Evet haklısınız.. ben de staj yaparken sürekli çabaladığım sorduğum sorguladığım için mezun olunca gel başla demişlerdi örnek bu. Işık görmemiş olma ihtimalleri var. Doğru ne bilmiyorum gerçekten aklımı yitirecek gibiyim...
Teşekkür ederim yorumlarınız için. İlk iki işinden nasıl çıktığını söyliyim. İlkinde patron ile kavga etti sanırım bir müşteri ile ilgili ve bağırmalar gerçekleşti. Sanırım o da karşılık verince çıkartıldı. İkinci işinde düğün hazırlıkları ve ev bakmaktı sebep kameradan izlemişler. Ankaradaki işlerdeki sebep de tecrübeli birini istiyoruz seninle olmuyor açıklamaları bu yöndeydi. Her türlü konuşmayı yaptım artık ondan bir atak bekliyorum dediğim gibi taş olsa yerimde çatlardı çok zor bir durum. Ona acıyorum ve üzülüyorum da harekete geçemememin sebebidir. Bekliyorum bir umut bir çıkış yolu…Öncelikle sektörün içinde biri olarak eğitim dönemi ağır olan ve bu ağır dönemi geçerek mimar olmuş bu eşin her girdiği işte üç ayda neden işten çıkarıldığını sorgulayın ve bunu öğrenin.Tembellikten verilen işleri ağır yapıyor öğrenme çabası göstermiyor ve bunu özellikle işten atılmak için mi yapıyor.Her mimar önce tecrübesizdir çalışarak tecrübe edinilir.Şayet öyle ise mimarlık yapmak istemiyor diye düşünün ve bunu açık açık sorun ona.Mimarlık yapmak istemiyorsa bunu açık belirtmeli ve bu durumda şantiyeyi seçebilir.O zaman buna yönelik iş arasın.

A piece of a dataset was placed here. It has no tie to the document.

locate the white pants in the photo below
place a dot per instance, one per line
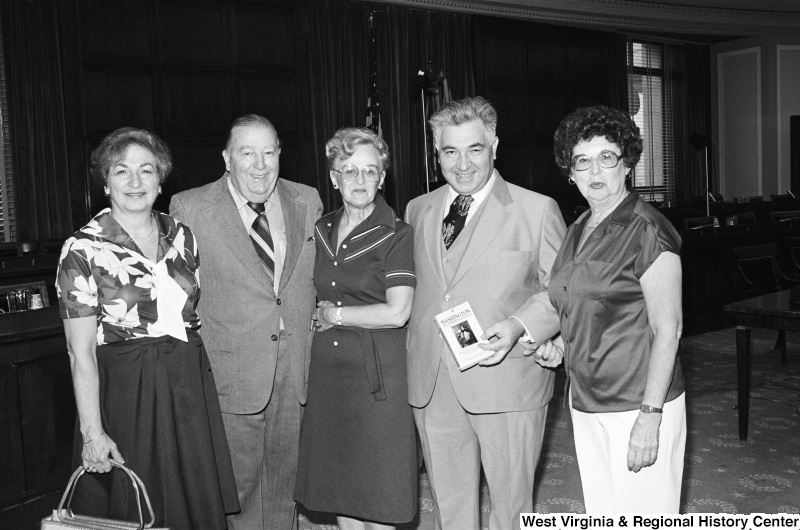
(601, 441)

Bunları netleştirin ona süre verin ve üç ay sürede çalışmaya başlarsa ne ala diyecek kendinize yol haritası çizeceksiniz.
İstanbuldan Ankaraya gelme konusuna eleştiri almışsınız ancak yanlış değil.Ankarada da inşaat sektöründe iş bulabilir.Yoğun inş faaliyeti olan şehir.Bu şehre gelmeniz yanlış değil.

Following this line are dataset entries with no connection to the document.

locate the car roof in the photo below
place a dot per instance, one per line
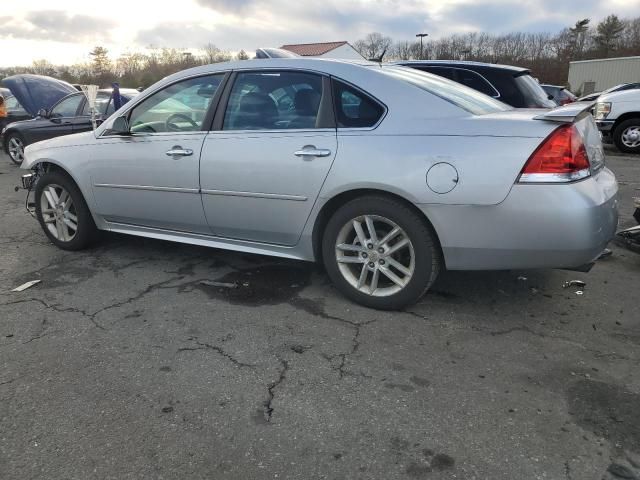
(464, 63)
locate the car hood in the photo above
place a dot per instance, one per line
(35, 92)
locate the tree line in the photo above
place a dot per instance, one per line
(546, 54)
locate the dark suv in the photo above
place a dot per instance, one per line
(512, 85)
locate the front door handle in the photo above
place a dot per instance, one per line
(312, 151)
(178, 151)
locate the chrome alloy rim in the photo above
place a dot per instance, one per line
(631, 137)
(16, 149)
(375, 255)
(59, 213)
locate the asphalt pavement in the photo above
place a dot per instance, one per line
(123, 364)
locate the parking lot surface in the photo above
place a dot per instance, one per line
(145, 359)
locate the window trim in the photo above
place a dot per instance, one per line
(218, 121)
(206, 122)
(455, 71)
(375, 99)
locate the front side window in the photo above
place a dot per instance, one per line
(275, 101)
(180, 107)
(67, 107)
(355, 109)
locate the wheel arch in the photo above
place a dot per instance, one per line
(332, 205)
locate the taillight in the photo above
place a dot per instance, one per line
(560, 158)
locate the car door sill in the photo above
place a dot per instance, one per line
(207, 240)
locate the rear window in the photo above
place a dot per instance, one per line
(466, 98)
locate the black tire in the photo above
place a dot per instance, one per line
(86, 231)
(425, 248)
(620, 129)
(19, 138)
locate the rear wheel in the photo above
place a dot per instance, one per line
(15, 148)
(627, 136)
(380, 253)
(62, 212)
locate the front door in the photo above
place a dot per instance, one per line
(262, 172)
(151, 177)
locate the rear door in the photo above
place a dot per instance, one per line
(262, 170)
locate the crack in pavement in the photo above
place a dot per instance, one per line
(268, 404)
(215, 348)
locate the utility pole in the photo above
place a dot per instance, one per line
(421, 36)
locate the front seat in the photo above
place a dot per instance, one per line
(306, 104)
(257, 111)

Ancak tüm bunlar denedikten sonra hala işte dikiş tutturamıyorsa demek ki bu eş çalışmaya meyilli değil.O zaman evli olmanızın anlamı kalmıyor.Çocuk yokken ayrılacak önünüze bakacaksınız.Mesleğiniz var belli ki çalışkan birisiniz hiç üzülmeyin boşanmak hayatın sonu değil.

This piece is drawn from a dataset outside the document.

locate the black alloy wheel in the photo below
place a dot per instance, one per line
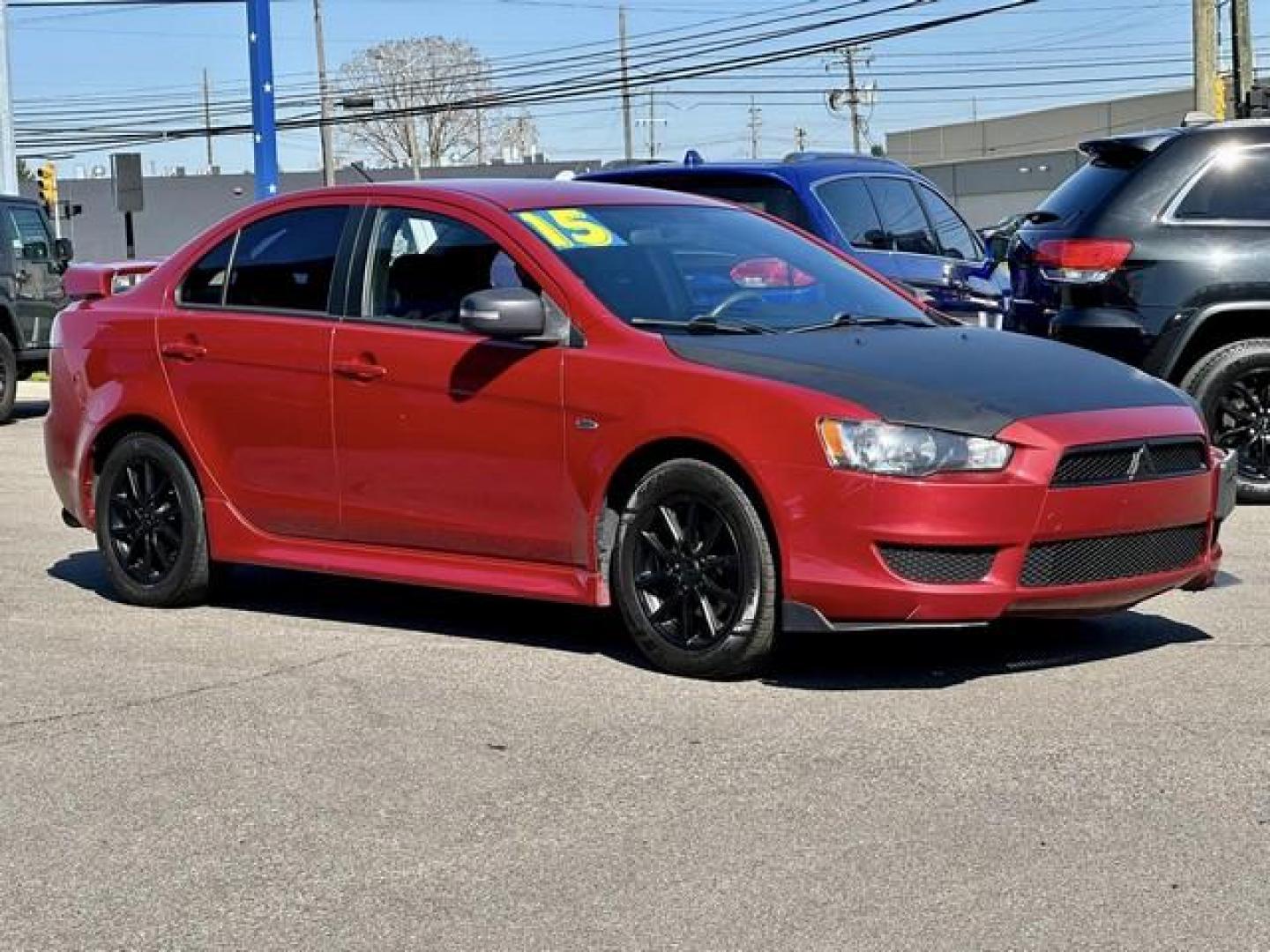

Aslında bu eşle çalışması ve genel durumunuzla ilgili bir uzmandan da yardım alın bakalım o ne diyecek.Yardımı kimseye haber vermeden kendiniz alın.Önerileri ne olacak.
Aileye gelince.Klasik Türk ailesi.Bu arada bizde ana babayız çalışan çocuklarımız var çalışmayana bu hoşgörüyü gösterip bu cümleleri kurarmıyız ben hayır diyorum ama hayat ne gösterir bilmiyorum başıma gelmediği için.
Ama kp kv nin kira ödemeyin sorumluluğunu bilsin diye söylemenize verdikleri cevap hiç kabul edilemez.Size söyledikleride çok yanlış.Nerede ise aç açık mısın otur oturduğun yerde diyecekler.Ben olsam artık onlarla bu iş çalışma konusunu hiç konuşmam.Sorarlarsa oğlunuza sorun diyeceksiniz.
Acaba oğullarının ne olduğunu bildikleri için başlarına kalacağından mı korkuyorlar.
Bu durumunuzu lütfen ailenizden saklamayın ve gerektiğinde konuşun.Çünkü geleceğiniz çok parlak gözükmüyor.